Returns the food you’re meant to protect (i.e., that your
opponent is supposed to eat). This is in the form of a
matrix where m[x][y]=true if there is food at (x,y) that
your opponent can eat.
“””

def getOpponents(self, gameState):
“””
Returns agent indices of your opponents. This is the list
of the numbers of the agents (e.g., red might be “1,3,5”)
“””

def getTeam(self, gameState):
“””
Returns agent indices of your team. This is the list of
the numbers of the agents (e.g., red might be “1,3,5”)
“””

def getScore(self, gameState):
“””
Returns how much you are beating the other team by in the
form of a number that is the difference between your score
and the opponents score. This number is negative if you’re
losing.
“””

def getMazeDistance(self, pos1, pos2):
“””
Returns the distance between two points; These are calculated using the provided
distancer object.

If distancer.getMazeDistances() has been called, then maze distances are available.
Otherwise, this just returns Manhattan distance.
“””

def getPreviousObservation(self):
“””
Returns the GameState object corresponding to the last
state this agent saw (the observed state of the game last
time this agent moved – this may not include all of your
opponent’s agent locations exactly).
“””

def getCurrentObservation(self):
“””
Returns the GameState object corresponding this agent’s
current observation (the observed state of the game – this
may not include all of your opponent’s agent locations
exactly).
“””

def debugDraw(self, cells, color, clear=False):
“””
Draws a colored box on each of the cells you specify.

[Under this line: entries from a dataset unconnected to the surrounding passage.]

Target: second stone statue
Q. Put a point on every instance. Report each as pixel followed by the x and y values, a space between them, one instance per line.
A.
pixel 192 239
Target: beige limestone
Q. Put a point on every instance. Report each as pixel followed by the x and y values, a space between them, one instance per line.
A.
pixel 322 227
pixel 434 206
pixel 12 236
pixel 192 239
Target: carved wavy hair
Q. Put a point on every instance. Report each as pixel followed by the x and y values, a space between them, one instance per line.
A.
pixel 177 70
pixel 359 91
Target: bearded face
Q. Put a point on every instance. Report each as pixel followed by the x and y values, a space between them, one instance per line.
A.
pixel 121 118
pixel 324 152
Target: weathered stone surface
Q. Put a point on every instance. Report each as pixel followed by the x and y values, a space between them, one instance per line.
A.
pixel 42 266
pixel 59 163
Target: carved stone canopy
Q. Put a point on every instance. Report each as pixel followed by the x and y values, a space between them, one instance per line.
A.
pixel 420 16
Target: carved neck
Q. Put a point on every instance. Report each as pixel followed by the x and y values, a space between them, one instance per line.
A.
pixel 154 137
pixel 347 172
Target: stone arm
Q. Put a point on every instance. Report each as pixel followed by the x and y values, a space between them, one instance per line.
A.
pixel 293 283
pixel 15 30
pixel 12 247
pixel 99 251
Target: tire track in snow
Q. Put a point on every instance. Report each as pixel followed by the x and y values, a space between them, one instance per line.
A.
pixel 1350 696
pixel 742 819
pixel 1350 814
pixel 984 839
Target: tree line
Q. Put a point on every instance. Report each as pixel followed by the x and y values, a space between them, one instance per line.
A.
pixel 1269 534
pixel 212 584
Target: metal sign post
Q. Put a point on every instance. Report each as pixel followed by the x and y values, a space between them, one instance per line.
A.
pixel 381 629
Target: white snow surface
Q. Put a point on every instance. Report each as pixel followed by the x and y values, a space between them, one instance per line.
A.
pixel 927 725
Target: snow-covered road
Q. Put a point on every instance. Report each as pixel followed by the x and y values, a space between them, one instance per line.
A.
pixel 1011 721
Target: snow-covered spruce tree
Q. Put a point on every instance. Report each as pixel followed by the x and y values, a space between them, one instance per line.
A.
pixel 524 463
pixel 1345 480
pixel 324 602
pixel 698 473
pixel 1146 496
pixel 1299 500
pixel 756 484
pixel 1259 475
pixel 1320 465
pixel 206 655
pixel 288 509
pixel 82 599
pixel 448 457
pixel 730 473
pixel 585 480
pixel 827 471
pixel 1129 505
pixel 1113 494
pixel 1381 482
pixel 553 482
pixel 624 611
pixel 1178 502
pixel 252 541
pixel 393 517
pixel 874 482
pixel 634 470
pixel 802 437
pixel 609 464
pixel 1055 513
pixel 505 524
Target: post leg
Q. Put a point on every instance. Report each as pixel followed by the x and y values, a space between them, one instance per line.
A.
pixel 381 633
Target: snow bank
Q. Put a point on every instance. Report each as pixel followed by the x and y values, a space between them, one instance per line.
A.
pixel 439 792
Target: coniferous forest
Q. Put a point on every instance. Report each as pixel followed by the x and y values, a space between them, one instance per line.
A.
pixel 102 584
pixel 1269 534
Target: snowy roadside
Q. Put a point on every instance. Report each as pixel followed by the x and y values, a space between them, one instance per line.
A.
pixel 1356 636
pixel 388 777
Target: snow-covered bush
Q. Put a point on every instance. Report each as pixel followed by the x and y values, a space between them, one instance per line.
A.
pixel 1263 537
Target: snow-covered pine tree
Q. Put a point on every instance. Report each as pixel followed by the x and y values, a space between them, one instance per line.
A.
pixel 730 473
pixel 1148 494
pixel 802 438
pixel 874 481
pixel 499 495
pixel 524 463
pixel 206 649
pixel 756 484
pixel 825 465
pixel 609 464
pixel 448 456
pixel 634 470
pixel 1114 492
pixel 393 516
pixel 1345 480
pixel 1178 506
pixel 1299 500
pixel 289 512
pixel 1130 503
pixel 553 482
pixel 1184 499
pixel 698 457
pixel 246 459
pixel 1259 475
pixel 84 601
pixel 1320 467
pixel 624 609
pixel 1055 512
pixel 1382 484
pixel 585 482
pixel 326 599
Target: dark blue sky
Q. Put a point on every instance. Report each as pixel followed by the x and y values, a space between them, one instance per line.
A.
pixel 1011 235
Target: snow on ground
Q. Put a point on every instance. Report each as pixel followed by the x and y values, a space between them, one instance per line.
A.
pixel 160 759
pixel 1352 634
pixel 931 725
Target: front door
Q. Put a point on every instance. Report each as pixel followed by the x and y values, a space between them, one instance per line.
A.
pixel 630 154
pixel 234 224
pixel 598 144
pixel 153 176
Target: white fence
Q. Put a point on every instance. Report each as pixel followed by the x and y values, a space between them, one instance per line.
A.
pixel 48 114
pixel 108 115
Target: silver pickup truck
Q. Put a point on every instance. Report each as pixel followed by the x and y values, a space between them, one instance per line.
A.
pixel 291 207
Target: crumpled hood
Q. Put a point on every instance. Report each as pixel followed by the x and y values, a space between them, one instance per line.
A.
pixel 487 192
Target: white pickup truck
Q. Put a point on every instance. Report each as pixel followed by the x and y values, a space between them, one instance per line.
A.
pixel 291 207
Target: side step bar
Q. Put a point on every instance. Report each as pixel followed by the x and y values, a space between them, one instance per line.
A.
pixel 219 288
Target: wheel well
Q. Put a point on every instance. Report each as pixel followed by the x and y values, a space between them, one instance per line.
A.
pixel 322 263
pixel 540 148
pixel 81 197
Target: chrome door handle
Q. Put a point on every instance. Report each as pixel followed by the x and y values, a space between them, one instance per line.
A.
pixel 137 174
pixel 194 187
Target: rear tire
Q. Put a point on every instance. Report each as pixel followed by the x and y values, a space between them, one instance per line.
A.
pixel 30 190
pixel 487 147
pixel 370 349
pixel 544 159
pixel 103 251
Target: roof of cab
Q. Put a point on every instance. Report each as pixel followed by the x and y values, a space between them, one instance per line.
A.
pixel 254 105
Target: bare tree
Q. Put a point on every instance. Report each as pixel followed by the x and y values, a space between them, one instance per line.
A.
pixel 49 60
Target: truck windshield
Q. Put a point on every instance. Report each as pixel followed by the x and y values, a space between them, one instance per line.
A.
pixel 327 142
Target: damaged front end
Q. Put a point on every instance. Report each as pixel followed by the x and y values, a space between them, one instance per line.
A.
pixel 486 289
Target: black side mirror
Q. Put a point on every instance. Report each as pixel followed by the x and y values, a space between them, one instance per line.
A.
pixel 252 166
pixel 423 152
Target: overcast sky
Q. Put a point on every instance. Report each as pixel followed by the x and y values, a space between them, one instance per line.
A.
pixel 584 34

If clear is True,
will clear all old drawings before drawing on the specified cells.
This is useful for debugging the locations that your code works with.

color: list of RGB values between 0 and 1 (i.e. [1,0,0] for red)
cells: list of game positions to draw on (i.e. [(20,5), (3,22)])
“””
“`

### Restrictions:
You are free to design any agent you want. However, you will need to respect the provided APIs if you want to participate in the tournaments. Agents which compute during the opponent’s turn will be disqualified. In particular, any form of multi-threading is disallowed, because we have found it very hard to ensure that no computation takes place on the opponent’s turn.

### Warning:
If one of your agents produces any stdout/stderr output during its games in the nightly tournaments, that output will be included in the contest results posted on the website. Additionally, in some cases a stack trace may be shown among this output in the event that one of your agents throws an exception. You should design your code in such a way that this does not expose any information that you wish to keep confidential.

## Contest Details

### Teams: You may work in teams of up to 3/4 people.

### Prizes: Rankings are determined according to the number of points
received in a nightly round-robin tournaments, where a win is worth 3
points, a tie is worth 1 point, and losses are worth 0 (Ties are not
worth very much to discourage stalemates). To be included in a nightly
tournament, your submission must be in by 0:05pm that night.

Extra credit will be awarded according to the final competition, but participating early in the pre-competitions will increase your learning and feedback. If your team wins one of the final nightly tournaments you will receive 1 additional point.

In addition, dastardly staff members have entered the tournament with
their own devious agents, seeking fame and glory. These agents have team
names beginning with Staff-.

### Prize Summary:

– Will give diplomas to the winners

The earlier you submit your agents, the better your chances of earning a high ranking, and the more chances you will have to defeat the staff agents.

### Important dates:

———– ———— ———————————————————————-
Friday 13/9/2010 Contest announced and posted
Firday 27/9/2010 Participate at the pre-competition, time starts to run out.
Wednesday 16/10/2010 Final submission of contest
Thursday 24/10/2010 Results announced in class
———– ———— ———————————————————————-

## Acknowledgements

This tournament was developed by Berkley and adpated by staff at The University of Melbourne and RMIT.

![](img/contestLayout.png)

Have fun! Please bring our attention to any problems you discover.